Boros tapi Hemat: Paradoks Belanja Gen Z

Memasuki tahun 2026, tren belanja pengalaman ini diperkirakan masih akan berlanjut. Secara demografis, Gen Z dan Generasi Alpha masih berada pada usia produktif dan menjadi kelompok dengan jumlah terbesar, baik secara nasional maupun global.

Meski demikian, peningkatan belanja pengalaman tidak berarti generasi muda mengabaikan tekanan ekonomi. Sekitar enam dari sepuluh konsumen mengaku biaya hidup meningkat dan daya beli tertekan. Banyak di antara mereka menunda pembelian besar, mengurangi belanja non-esensial, serta aktif mencari promosi dan diskon.

Advertisement

Di saat yang sama, Gen Z juga dinilai lebih disiplin dalam menabung, berinvestasi, dan mengelola keuangan. Belanja pengalaman dimaknai sebagai cara mempertahankan rasa kontrol, kebahagiaan, dan kualitas hidup, bukan sebagai perilaku konsumtif tanpa perhitungan. Optimisme terhadap kondisi finansial pribadi pun belum sepenuhnya hilang. Konsumen dinilai tidak berhenti membelanjakan uang, melainkan mengubah prioritas pengeluarannya.

Peluang dan Tantangan bagi Pelaku Usaha

Perubahan perilaku konsumen ini membuka peluang sekaligus tantangan signifikan bagi pelaku bisnis. Menurut Patria, konsumen kini tidak lagi sekadar mencari harga murah, melainkan nilai yang “pantas dan bermakna”. Produk dinilai bukan hanya dari fungsi, tetapi juga cerita, emosi, dan pengalaman yang menyertainya.

“Konsumen kini membeli cerita, emosi, dan makna di balik produk. Brand yang hanya mengandalkan harga murah atau diskon agresif berisiko kehilangan relevansi,” kata Patria.

Pelaku usaha perlu memperkuat value proposition atau nilai utama yang ditawarkan. Di tengah konsumen yang semakin rasional, harga harus dikomunikasikan bersama nilai, apakah itu kualitas pengalaman, kenyamanan, identitas, atau emosi yang ditawarkan.

Segmentasi generasi tidak bisa lagi digeneralisasi. Strategi yang efektif bagi Gen X atau bahkan Baby Boomers tidak selalu relevan bagi Gen Z. Brand perlu memahami bahwa konsumen muda memandang konsumsi sebagai bagian dari gaya hidup dan ekspresi diri. Selain itu, pengalaman omnichannel menjadi semakin penting. Kombinasi pengalaman online dan offline, dari digital engagement hingga interaksi fisik, mampu memperkuat hubungan emosional dengan konsumen.

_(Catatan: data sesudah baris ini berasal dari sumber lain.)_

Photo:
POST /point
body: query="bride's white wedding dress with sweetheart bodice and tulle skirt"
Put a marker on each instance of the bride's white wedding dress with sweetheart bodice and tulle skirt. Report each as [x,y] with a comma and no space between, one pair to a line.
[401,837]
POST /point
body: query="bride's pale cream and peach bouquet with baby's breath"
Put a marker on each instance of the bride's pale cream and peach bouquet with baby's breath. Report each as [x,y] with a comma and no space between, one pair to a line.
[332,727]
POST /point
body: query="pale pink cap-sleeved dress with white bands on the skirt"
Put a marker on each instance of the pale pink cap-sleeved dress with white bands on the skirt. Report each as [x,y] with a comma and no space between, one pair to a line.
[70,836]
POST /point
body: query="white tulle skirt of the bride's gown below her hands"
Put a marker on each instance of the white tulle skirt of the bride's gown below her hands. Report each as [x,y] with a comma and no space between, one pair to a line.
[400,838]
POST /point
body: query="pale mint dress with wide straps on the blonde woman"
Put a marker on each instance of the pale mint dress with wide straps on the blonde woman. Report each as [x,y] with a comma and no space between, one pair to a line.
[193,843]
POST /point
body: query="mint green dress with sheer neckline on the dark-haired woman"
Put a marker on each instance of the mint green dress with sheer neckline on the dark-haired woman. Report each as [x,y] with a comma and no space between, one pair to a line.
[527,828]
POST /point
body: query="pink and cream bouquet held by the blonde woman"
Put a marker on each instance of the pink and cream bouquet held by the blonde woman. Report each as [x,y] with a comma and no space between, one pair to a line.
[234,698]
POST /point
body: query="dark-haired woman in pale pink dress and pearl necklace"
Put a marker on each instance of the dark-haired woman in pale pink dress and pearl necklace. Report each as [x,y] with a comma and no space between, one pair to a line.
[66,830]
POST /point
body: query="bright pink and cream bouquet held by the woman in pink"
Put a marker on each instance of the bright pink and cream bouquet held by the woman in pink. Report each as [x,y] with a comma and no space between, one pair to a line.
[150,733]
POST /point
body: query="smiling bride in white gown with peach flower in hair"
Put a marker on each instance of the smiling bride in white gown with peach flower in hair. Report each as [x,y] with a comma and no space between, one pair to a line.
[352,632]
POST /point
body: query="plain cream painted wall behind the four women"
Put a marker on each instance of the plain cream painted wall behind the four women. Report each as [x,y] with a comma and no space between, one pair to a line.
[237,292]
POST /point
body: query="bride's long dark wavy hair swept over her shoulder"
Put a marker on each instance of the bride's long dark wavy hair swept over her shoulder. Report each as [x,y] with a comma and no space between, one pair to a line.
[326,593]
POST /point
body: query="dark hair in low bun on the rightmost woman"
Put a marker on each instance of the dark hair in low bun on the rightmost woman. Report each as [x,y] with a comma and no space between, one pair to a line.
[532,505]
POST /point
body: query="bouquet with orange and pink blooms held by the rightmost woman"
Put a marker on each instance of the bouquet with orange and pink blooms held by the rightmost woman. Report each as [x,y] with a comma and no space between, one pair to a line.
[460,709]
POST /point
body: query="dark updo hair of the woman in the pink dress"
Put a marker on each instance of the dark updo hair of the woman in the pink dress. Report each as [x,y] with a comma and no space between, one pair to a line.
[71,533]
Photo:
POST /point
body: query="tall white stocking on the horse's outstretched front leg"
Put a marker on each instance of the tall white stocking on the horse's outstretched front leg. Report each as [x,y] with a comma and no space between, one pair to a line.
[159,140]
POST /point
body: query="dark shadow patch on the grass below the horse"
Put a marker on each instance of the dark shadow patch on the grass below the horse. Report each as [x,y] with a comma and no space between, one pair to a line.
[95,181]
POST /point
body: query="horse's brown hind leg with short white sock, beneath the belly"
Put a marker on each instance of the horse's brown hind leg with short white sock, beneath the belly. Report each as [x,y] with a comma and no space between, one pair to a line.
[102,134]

“Karena itu para pelaku bisnis perlu menekankan konsep affordable premiumisation (produk premium tapi terjangkau), personalisasi berbasis data, serta pengalaman yang mampu memberikan timbal balik yang menyentuh aspek emosional,” jelasnya.

Brand yang mampu menggabungkan efisiensi biaya dengan storytelling, komunitas, dan pengalaman yang bisa menjawab kebutuhan Gen Z dan Gen Alpha, akan lebih tahan banting terhadap gejolak ekonomi. “Sebaliknya, merek yang gagal membaca sinyal ini berisiko tertinggal. Bukan karena produknya tidak dibutuhkan, tetapi karena tidak lagi memberi alasan emosional dan relevan bagi konsumen terbesar yakni gen Z dan gen Alfa,” pungkas Patria.